PDF.js has a multi-layer architecture that separates concerns between PDF parsing, rendering, and UI:

#### 1. Core Layer (`src/core/`)
The core layer handles PDF parsing and interpretation. Key responsibilities:
- **PDF parsing**: Parsing PDF structure, cross-reference tables, streams
- **Font handling**: CFF, TrueType, Type1 font parsing and conversion (`font.js`, `fonts.js`, `cff_*.js`, `type1_*.js`)
- **Image decoding**: JPEG, JBIG2, JPX/JPEG2000 decoders
- **Operators**: Processing PDF drawing operators (`operator_list.js`, `evaluator.js`)
- **XFA Forms**: XML Forms Architecture support (`src/core/xfa/`)
- **Color spaces**: ICC profiles, device color spaces (`colorspace.js`, `icc_colorspace.js`)
- Runs in a Web Worker for performance isolation

Entry point: `src/pdf.worker.js`

#### 2. Display Layer (`src/display/`)
The display layer provides the API for rendering PDFs to canvas and managing documents.
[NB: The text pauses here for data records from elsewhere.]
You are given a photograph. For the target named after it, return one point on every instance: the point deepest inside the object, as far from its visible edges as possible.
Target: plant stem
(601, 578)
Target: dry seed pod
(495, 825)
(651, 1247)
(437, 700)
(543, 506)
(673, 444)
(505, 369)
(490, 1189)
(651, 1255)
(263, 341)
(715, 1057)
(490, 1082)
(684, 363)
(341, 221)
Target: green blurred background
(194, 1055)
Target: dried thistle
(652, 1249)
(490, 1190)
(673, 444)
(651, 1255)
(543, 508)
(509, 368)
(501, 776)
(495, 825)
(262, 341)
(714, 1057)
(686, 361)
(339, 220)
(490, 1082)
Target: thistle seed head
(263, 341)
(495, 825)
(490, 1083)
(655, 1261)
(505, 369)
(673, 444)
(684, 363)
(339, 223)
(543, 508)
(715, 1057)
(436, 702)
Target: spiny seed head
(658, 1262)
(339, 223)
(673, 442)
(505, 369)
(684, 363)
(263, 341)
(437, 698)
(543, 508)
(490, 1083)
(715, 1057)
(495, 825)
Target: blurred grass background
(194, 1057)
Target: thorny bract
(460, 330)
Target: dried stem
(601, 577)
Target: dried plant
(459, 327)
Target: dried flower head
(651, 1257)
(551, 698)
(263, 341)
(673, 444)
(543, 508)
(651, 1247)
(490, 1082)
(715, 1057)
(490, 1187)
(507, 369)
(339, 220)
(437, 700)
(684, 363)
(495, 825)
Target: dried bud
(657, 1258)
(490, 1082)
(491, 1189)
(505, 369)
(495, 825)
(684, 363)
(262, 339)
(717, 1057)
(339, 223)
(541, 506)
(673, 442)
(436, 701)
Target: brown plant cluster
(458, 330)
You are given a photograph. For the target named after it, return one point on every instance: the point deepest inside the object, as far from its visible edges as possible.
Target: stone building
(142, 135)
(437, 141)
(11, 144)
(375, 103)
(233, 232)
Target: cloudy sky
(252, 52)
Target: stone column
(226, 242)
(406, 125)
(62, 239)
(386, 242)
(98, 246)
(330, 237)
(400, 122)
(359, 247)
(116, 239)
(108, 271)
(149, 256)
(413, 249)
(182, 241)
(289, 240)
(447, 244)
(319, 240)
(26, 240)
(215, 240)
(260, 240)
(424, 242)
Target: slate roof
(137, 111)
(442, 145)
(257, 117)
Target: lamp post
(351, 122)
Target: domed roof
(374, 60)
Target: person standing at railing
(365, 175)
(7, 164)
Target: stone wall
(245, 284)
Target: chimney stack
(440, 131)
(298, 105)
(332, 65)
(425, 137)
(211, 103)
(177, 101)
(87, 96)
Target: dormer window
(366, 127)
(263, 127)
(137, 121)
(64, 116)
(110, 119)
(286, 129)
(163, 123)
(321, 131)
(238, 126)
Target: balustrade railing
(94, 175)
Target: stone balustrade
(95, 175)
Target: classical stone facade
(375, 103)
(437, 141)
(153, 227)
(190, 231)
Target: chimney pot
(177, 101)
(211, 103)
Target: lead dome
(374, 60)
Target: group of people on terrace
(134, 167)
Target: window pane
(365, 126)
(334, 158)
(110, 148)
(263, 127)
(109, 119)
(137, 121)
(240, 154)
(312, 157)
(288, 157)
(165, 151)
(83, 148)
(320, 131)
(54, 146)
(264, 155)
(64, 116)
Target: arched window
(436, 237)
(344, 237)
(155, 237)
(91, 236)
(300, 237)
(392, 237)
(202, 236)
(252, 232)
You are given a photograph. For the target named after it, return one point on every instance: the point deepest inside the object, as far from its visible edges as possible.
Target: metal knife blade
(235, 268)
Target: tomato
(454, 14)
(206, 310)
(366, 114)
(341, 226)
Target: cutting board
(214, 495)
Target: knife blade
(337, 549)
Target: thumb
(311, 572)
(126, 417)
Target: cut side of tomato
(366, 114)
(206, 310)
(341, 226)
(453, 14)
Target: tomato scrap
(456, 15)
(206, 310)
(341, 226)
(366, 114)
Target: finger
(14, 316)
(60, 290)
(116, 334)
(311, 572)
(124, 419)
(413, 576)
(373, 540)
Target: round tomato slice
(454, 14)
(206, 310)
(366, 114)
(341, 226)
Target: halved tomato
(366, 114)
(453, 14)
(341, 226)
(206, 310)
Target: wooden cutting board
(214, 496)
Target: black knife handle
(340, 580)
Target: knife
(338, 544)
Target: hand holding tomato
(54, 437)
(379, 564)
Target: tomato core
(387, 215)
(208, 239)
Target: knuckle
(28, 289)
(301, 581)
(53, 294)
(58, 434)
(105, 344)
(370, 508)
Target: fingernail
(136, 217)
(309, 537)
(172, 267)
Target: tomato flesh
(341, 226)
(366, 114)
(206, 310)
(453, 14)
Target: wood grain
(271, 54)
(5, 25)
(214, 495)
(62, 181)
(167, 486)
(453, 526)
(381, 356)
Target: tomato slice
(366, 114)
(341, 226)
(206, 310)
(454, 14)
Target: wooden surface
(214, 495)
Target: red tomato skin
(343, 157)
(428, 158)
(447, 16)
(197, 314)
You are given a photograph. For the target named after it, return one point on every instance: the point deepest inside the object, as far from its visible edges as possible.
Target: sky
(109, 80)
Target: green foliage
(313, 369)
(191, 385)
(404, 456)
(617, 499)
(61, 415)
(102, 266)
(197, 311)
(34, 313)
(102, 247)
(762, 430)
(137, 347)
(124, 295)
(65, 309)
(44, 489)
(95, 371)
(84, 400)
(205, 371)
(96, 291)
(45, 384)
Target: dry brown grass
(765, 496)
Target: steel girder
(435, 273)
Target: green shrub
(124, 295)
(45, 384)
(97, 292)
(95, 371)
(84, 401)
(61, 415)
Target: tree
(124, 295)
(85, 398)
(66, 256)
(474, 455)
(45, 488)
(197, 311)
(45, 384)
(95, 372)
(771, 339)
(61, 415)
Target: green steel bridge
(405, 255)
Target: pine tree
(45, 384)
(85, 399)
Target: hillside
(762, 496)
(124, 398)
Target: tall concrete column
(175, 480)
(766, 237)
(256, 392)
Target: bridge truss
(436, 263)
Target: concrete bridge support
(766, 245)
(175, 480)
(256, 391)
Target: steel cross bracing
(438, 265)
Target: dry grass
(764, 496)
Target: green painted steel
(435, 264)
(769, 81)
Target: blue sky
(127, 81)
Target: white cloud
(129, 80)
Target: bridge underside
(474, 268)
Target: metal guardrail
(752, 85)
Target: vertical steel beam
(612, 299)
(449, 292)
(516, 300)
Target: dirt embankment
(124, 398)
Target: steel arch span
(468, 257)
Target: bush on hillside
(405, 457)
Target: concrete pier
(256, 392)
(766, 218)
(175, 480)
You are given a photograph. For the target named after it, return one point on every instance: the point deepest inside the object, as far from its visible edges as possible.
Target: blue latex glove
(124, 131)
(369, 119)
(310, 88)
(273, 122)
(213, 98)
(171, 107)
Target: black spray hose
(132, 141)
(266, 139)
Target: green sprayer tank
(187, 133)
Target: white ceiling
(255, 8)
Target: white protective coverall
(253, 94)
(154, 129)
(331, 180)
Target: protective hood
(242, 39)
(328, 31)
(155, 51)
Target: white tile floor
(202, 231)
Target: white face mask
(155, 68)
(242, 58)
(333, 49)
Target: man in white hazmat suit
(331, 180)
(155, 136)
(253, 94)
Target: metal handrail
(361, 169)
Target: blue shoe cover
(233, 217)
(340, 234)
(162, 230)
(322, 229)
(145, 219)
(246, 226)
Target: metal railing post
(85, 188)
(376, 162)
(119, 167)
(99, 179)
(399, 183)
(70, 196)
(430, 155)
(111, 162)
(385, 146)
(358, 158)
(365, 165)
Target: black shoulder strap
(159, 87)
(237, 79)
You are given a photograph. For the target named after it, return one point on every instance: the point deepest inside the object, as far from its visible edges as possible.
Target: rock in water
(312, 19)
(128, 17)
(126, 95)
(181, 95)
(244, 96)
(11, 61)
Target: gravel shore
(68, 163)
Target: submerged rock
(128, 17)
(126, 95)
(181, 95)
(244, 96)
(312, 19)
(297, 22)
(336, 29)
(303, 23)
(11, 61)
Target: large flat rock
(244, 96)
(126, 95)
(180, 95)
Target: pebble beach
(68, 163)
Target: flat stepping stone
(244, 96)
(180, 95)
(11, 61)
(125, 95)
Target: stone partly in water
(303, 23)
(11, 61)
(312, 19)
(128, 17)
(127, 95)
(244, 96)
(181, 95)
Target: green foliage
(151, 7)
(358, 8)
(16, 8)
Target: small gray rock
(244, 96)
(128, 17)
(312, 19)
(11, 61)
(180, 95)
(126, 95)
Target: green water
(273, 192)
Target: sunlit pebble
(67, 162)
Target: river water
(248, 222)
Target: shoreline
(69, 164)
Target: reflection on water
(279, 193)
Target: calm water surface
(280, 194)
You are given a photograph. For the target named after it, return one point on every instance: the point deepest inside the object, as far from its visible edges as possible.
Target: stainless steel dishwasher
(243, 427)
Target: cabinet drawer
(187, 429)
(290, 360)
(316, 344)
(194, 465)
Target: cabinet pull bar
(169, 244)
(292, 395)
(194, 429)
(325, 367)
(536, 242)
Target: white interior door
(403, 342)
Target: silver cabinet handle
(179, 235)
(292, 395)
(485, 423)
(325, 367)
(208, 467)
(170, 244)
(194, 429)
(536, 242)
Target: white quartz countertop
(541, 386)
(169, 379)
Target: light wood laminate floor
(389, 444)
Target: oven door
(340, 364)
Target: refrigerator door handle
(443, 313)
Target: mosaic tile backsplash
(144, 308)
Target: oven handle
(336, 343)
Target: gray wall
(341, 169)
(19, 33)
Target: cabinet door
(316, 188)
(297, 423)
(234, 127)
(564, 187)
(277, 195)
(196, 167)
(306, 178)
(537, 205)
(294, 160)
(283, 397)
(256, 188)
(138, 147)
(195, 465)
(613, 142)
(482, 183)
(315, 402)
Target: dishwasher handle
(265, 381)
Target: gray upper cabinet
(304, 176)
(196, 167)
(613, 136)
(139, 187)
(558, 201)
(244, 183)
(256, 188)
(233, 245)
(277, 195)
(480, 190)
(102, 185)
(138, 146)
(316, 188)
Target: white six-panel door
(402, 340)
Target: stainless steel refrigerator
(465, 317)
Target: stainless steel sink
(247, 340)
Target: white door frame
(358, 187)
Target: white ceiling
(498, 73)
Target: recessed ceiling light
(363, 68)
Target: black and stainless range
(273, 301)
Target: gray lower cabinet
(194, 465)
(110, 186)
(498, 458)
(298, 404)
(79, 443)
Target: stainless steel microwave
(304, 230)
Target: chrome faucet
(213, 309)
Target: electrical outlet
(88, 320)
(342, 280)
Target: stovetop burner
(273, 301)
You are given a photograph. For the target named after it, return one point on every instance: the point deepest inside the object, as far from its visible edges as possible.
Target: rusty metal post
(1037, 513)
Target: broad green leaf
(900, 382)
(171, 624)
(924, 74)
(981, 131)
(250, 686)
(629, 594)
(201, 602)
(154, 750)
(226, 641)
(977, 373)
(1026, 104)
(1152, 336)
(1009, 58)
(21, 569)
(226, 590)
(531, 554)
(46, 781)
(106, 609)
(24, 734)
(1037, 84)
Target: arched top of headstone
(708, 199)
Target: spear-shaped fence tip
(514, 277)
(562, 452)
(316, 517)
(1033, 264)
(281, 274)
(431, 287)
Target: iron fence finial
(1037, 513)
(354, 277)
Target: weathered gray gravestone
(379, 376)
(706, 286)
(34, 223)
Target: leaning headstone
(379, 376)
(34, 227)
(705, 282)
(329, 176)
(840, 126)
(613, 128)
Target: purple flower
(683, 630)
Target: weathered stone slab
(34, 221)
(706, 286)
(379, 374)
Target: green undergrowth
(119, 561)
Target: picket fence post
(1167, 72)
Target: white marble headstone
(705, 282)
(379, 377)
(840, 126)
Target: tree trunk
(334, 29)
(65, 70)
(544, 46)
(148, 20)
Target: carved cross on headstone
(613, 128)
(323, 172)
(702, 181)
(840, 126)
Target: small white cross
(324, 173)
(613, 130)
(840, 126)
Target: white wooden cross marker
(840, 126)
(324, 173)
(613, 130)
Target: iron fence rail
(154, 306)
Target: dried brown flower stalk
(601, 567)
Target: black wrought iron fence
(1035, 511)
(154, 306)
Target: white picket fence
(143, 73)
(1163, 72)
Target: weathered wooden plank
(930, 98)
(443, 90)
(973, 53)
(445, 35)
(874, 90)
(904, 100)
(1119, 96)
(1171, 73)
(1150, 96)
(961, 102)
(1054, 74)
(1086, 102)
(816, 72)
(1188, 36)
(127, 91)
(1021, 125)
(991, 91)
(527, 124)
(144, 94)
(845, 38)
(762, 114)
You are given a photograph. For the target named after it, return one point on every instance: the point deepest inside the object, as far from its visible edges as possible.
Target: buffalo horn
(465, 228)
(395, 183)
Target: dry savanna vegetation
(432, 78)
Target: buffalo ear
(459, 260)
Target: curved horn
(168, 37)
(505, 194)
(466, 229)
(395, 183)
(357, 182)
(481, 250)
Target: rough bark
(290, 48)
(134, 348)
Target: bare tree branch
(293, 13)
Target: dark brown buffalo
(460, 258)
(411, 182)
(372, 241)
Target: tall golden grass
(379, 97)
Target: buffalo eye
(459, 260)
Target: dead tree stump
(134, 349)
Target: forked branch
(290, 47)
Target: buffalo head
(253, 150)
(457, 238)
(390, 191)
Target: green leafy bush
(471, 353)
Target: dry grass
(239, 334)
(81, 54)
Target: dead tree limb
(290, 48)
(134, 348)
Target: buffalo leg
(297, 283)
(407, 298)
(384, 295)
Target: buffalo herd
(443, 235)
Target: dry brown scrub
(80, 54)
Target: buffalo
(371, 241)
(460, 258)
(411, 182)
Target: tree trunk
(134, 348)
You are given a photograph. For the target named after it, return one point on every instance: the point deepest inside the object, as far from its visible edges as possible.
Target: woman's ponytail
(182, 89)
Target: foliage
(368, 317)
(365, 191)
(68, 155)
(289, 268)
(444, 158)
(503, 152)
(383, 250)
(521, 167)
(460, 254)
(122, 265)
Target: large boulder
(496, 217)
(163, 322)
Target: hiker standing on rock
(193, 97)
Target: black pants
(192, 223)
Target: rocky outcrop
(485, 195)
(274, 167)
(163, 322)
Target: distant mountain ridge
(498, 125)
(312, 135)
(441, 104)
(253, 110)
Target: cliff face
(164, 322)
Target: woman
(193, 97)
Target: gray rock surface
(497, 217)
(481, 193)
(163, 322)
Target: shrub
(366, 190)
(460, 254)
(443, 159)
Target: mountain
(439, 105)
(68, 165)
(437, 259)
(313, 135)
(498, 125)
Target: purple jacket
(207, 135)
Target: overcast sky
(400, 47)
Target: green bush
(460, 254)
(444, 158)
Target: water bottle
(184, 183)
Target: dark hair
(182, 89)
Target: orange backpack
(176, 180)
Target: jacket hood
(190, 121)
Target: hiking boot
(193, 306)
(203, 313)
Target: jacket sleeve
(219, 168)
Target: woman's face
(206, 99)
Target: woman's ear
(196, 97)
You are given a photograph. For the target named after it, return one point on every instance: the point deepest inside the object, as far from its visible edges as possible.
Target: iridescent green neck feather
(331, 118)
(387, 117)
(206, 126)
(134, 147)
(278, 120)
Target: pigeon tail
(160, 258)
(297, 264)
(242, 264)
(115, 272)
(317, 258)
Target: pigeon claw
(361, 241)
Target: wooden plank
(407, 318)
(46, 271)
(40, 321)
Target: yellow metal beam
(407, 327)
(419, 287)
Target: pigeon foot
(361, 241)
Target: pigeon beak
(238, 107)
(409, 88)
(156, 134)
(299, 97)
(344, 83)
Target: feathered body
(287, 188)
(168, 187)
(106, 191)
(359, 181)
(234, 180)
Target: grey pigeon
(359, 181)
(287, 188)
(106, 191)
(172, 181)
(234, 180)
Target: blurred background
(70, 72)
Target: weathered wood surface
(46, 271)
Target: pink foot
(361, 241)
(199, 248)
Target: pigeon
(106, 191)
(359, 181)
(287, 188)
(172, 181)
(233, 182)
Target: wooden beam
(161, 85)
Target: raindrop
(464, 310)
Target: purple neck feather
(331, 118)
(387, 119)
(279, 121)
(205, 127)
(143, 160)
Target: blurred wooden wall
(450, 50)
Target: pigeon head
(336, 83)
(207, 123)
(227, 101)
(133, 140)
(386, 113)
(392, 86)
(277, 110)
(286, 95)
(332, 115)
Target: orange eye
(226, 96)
Key components:
- **API**: Main public API (`api.js`) - `PDFDocumentProxy`, `PDFPageProxy`, `getDocument()`
- **Canvas rendering**: Renders PDF operations to HTML5 canvas (`canvas.js`)
- **Text layer**: Extracts and positions text for selection/search (`text_layer.js`)
- **Annotation layer**: Renders and handles PDF annotations (`annotation_layer.js`)
- **Editor layer**: Supports PDF editing (annotations, highlights, stamps) (`editor/`)
- **Metadata**: Parses XMP metadata (`metadata.js`)
- **Streams**: Handles PDF data fetching (fetch, network, node) (`fetch_stream.js`, `network.js`, `node_stream.js`)

Entry point: `src/pdf.js`

#### 3. Scripting Layer (`src/scripting_api/`)
Implements JavaScript execution for interactive PDFs (form calculations, validations, button actions).
- Sandboxed execution environment
- Implements Acrobat JavaScript API objects (App, Doc, Field, etc.)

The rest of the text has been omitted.